Shelter-at-home orders and other measures were put in place just before springtime this year, which is usually the best time of year for listing and selling homes. However, 2021 poses to be a much more stable year for real estate, according to Realtor.com .
Low inventory, a higher number of buyers than sellers, and historically low mortgage rates sent housing prices upwards quickly. It also made fall the hot time of year for sellers instead of the warmer months.
But 2021 should send things back to where they once were and continue pushing new trends that were emerging even before the pandemic.
Since mortgage rates of around 3% have become the norm, they don’t feel as exceptional and won’t entice buyers as they have in the recent past.
Realtor.com predicts home sales to come in at 7.0% above 2020, building momentum through the spring and continuing through the end of the year. Economic growth from coronavirus vaccines and more normal consumer spending will fuel this trend.
As for home prices, they’re still going up, but they’re slowing down. 2020 is looking to end 7.6% over 2019. But 2021 should only increase by around 5.7%. This will be aided by many millennials trading up and adding inventory to the market.
Speaking of inventory, 2020 saw half a million fewer homes on the market than the previous year. However, “newly listed homes” should be more numerous by the end of 2021. And we may even see an increase in inventory—a first since 2019.
The big trends to watch out for, however, are an increase in first-time buyers, people wanting at-home offices, and suburban migration.
Millennials make up the largest generation, and on their heels are the Gen-Zers who are entering their home-buying years. The older Millennials, those approaching 40, will be looking to trade up and purchase bigger homes to accommodate growing families. These two generations have been able to save money due to shelter-in-place orders and less going out in general, meaning they’ll have more money for down payments.

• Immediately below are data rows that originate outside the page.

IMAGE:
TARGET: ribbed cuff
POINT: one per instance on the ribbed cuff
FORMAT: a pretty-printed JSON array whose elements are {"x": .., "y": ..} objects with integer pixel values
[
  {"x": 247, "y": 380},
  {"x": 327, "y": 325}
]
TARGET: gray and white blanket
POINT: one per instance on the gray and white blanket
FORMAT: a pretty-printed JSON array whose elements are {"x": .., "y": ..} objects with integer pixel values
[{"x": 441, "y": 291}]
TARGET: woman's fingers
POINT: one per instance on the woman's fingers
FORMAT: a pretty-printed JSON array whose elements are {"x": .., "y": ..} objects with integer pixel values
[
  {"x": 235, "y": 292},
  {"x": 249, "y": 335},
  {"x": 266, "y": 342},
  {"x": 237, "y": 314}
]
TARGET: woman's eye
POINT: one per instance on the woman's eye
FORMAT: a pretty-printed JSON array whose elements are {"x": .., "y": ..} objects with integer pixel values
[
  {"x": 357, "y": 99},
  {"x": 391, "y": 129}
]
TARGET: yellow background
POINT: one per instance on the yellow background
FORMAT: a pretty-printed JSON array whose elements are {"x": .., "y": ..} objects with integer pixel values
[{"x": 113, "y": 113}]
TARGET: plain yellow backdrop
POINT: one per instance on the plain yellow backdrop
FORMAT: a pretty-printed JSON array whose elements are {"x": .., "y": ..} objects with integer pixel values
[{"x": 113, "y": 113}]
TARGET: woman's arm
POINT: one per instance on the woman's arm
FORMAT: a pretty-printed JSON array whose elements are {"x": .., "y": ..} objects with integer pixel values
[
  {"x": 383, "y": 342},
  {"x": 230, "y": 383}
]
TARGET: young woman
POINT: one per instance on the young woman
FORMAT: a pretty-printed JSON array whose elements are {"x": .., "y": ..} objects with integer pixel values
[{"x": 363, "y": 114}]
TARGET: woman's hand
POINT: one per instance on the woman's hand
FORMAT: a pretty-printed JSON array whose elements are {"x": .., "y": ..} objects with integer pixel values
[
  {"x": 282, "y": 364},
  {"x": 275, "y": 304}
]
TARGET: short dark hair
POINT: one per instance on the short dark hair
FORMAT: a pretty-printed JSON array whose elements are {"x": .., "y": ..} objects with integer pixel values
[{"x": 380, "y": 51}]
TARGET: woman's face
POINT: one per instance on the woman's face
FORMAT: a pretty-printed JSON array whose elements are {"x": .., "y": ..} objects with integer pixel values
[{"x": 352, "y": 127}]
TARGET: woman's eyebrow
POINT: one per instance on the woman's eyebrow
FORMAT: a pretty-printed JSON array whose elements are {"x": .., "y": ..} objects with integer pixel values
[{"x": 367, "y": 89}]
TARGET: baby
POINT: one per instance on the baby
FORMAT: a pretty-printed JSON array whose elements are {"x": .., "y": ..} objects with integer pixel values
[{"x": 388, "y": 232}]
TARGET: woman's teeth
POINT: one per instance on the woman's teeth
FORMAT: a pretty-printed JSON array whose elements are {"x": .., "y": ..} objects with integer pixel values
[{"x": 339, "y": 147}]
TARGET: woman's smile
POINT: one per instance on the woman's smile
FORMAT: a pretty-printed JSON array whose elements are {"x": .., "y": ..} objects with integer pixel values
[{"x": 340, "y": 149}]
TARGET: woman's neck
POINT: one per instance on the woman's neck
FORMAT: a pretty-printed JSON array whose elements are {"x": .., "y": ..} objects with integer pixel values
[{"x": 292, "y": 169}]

Remote work was already a growing trend before the pandemic forced more white-collar workers to stay in their homes. And it looks like many will continue to primarily work away from the office, adding to the appeal of the suburbs. Look for an increase in listings mentioning home office space or even close-to-home remote-working options, like coffee shops.
Since commutes have changed, so has the need to be downtown. More people are comfortable with the idea of commuting further if they have to than before, according to a summer survey.
Sellers will continue to have the upper hand throughout the entire year due to an accelerated buying process—thank you, lower inventory. But all in all, 2021 should feel more normal and predictable than 2020.